You have unconscious superpowers

Dive into the mysterious and powerful aspects of the human brain and how it affects our learning experience.

Helen Marshall Head of Learning

A person cleaning a building dressed as Captain America

How spaced learning and user generated content can contribute to better learning

Our brains have around 86 billion neurons, woven together by an estimated 100 trillion connections. Scientists still don’t know all the different cell types that make up these connections, and they don’t yet understand how all these components work together. But miraculously, they do. It’s safe to say: the brain is a magical, albeit wrinkly, thing.

Even whilst you sleep your brain is still whirring, processing all the information you’ve been exposed to during the day. That’s why sleep is so important. You have unconscious superpowers. What goes on in our unconscious brain is the reason why spaced learning is so effective. If you’re given, or give yourself, time and space between learning activities, your brain continues to process information in the background. The time you give yourself to pause and reflect, (also known as ‘a tea break’) is actually when your brain gets to work on the good stuff so when you return (after a biscuit…) you continue to strengthen your neural pathways.

Lightbulb moments in the shower?

Allowing yourself time to take stuff in gives your brain a chance to piece things together. This is also the reason why your best ideas might come to you whilst you’re doing something completely disconnected from the task at hand, like having a shower or going for a run. How many times have you had to write down a note on your phone at 3am because you’ve woken up and had an epiphany? Thank your brain chemistry for that one.

This also feeds into the fact that learning new things isn’t a one-stop-shop. It’s a continual process that takes time, and above all effort. Changing our behaviour is also very hard to do and is closely tied to habit formation. Did you know it can take anywhere from 18 to 254 days to form a new habit (or behaviour)? That’s an average of 66 days. It’s not quick, and as anyone who has ever set a New Years resolution will attest to, it’s not easy. This suggests that if you’re looking to make knowledge building a bigger part of your life you’re going to have to work pretty hard at it.

Translating this into a workplace situation means that for those organisations who want to enhance a ‘learning culture’ the challenge is real. What is pretty obvious though is that delivering content all at once is definitely a no-go. It needs to be drip-fed, searchable and relevant in a particular moment. Using approaches like campaigns, where content delivery is staggered and purposeful, plays on the fact that our attention is being pulled in numerous different directions at once and allows focus to be pulled in a certain direction. 

User-generated oxytocin 

Since much of the world shifted online the way we learn at work also shifted. Social learning is harder to achieve, and because you aren’t physically with people the collaboration and release of dopamine, endorphins and all that other good stuff that comes from it are lessened. That’s why platforms that encourage social sharing, whether that’s related to personal or professional learning, are so important now. 

It’s also why we’ve seen a huge increase in the uptake of user generated content. It not only offers some sort of replacement for face to face experiences but it can also enhance the sense of community felt by employees if it’s done properly. One of the criticisms of social media is that endlessly scrolling has become a habit, and whilst I totally agree that picking up your phone to look at “stuff” without even realising you’re doing it, is not ideal, I think the opportunity this habit offers us is actually quite unique if you capitalise on this habit in a purposeful way.

Additionally, if social sharing is done properly it can also trigger the same chemical reaction experienced in a social learning situation. The funny thing is that oxytocin - the hormone usually associated with physical contact particularly at birth - has actually been proven to be triggered via social media, or more specifically online interactions. This is pretty nuts but also explains why people can be easily motivated by likes, shares, comments, and generally feeling part of a larger community. 

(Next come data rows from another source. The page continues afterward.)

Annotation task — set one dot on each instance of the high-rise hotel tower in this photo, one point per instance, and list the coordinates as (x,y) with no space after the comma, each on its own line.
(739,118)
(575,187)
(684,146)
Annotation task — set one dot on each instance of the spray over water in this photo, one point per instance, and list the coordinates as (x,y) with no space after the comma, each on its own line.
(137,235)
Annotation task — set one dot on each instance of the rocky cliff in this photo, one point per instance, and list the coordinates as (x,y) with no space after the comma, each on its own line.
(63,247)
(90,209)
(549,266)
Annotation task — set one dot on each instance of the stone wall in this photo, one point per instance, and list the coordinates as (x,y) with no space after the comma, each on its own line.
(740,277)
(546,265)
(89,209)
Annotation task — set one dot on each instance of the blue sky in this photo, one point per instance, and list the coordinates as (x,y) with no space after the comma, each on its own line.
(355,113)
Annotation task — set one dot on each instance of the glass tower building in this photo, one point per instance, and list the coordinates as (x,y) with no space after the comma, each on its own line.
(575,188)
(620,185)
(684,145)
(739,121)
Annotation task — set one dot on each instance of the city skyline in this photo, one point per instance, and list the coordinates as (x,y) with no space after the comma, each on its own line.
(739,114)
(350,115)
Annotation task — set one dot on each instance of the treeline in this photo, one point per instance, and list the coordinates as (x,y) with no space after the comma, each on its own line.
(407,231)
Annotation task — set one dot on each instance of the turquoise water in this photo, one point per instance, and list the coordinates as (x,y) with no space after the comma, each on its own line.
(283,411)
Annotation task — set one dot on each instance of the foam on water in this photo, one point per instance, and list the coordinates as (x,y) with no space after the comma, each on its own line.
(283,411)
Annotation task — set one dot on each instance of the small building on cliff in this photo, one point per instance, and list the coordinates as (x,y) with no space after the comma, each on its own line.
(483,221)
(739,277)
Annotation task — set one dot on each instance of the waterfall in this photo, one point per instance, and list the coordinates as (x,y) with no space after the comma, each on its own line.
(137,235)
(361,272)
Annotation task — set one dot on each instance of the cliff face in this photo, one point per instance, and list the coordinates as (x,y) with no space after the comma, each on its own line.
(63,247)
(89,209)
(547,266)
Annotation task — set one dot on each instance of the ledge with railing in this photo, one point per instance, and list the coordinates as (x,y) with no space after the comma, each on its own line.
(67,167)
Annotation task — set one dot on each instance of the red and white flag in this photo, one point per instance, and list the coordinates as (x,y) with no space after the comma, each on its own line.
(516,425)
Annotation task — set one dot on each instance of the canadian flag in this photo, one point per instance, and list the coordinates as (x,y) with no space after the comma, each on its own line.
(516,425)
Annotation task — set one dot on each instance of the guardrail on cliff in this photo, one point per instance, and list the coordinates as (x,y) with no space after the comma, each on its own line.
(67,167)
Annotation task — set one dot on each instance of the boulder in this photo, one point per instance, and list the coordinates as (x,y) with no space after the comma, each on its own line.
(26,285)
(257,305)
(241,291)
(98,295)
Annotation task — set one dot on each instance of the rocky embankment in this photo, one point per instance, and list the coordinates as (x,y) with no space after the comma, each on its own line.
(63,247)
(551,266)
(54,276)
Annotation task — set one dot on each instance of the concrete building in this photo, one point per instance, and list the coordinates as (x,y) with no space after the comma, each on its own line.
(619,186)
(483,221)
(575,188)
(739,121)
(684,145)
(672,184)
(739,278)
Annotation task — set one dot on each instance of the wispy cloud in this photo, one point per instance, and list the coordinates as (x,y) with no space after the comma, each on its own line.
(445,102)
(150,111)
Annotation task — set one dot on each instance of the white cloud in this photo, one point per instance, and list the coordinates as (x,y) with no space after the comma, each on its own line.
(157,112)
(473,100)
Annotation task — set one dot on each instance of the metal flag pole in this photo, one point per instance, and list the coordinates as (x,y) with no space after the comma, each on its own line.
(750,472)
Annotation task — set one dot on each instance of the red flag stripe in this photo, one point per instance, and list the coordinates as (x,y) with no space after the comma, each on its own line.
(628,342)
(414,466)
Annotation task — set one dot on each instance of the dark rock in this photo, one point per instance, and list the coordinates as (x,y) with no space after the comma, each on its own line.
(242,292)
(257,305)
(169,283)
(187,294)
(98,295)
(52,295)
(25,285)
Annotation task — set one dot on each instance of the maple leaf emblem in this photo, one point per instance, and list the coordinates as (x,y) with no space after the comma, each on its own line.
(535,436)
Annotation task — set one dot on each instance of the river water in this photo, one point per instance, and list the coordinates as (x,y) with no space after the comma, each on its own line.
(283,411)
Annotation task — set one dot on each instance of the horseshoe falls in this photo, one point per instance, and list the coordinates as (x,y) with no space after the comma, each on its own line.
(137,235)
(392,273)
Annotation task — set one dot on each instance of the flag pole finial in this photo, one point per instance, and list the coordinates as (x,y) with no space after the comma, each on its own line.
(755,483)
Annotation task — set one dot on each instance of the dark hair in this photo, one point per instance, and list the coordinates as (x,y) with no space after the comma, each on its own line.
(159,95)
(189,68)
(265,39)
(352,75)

The feeling of “belonging” is something scientists have studied for a long time. And it’s been bought into much closer attention with the onslaught of social media apps and sites that beg for our attention. Ignoring the dark side of social media, there are actually real, tangible benefits to being present online - and we can learn a lot about the way people interact on there. Of course, it doesn’t replace the connectivity felt by being in-person (and in the wake of the pandemic we know this more than ever) but an online presence is still hugely valuable. 

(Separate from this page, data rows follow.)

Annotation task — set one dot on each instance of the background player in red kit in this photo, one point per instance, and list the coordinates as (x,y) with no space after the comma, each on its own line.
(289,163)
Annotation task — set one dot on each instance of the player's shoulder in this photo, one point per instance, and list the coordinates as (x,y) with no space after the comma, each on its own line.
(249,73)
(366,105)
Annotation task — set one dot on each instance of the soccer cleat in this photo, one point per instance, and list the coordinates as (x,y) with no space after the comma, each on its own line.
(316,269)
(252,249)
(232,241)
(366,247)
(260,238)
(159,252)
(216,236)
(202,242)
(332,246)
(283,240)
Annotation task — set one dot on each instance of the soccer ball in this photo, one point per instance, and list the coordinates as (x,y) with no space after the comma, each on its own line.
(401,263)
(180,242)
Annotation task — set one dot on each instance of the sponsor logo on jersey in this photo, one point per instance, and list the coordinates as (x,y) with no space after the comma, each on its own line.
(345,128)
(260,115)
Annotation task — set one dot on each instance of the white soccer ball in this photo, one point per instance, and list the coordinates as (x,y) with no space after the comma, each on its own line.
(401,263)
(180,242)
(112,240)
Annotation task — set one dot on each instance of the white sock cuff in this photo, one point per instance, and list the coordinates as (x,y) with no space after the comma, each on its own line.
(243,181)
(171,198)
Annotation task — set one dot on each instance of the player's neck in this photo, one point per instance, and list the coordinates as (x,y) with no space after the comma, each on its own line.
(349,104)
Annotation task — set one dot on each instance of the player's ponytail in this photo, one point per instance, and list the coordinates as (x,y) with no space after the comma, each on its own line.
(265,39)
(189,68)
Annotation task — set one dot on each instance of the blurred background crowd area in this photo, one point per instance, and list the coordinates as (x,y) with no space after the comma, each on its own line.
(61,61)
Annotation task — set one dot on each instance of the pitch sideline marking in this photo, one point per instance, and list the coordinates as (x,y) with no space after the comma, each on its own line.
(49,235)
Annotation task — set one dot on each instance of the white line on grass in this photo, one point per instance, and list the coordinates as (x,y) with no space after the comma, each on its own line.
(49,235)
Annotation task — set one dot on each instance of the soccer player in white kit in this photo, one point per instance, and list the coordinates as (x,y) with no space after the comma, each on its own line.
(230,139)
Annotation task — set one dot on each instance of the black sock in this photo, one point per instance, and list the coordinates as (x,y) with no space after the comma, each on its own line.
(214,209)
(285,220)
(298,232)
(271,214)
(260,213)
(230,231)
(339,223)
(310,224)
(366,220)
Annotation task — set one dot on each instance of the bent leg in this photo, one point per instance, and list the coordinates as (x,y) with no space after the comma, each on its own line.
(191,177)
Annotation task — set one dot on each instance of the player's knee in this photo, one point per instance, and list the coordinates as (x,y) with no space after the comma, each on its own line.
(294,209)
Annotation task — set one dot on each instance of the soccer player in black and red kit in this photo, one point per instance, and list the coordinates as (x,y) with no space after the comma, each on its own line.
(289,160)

Aim for a balanced learning diet

Like our diets, our learning worlds should have a little bit of everything in moderation. If we only ate cheese (which, many of you know I could easily do) our bodies would start behaving very differently than if we had a healthy, balanced diet. So why would we expect our brains to be any different when it comes to the type of content we consume? One thing is clear, and that’s content that is created and consumed by people in a collaborative manner is more easily embedded as learning rather than stored as a memory. The focus on memorisation is something education, particularly in the UK, faces scrutiny for - and this approach to ‘training’ carries over into a lot of digital courses, which deliver content with an assessment. Sure this tests someone’s ability to memorise key facts, but it doesn’t lead to the acquisition of skills or knowledge that lead to behaviour change. Ultimately, that’s why learning in an organisation is so hard to pin-point: because it is so diverse and involved in so many aspects of people’s everyday lives. We need to embrace people’s unconscious super powers and create a melting pot of social interaction, knowledge sharing, reinforcement and content delivery.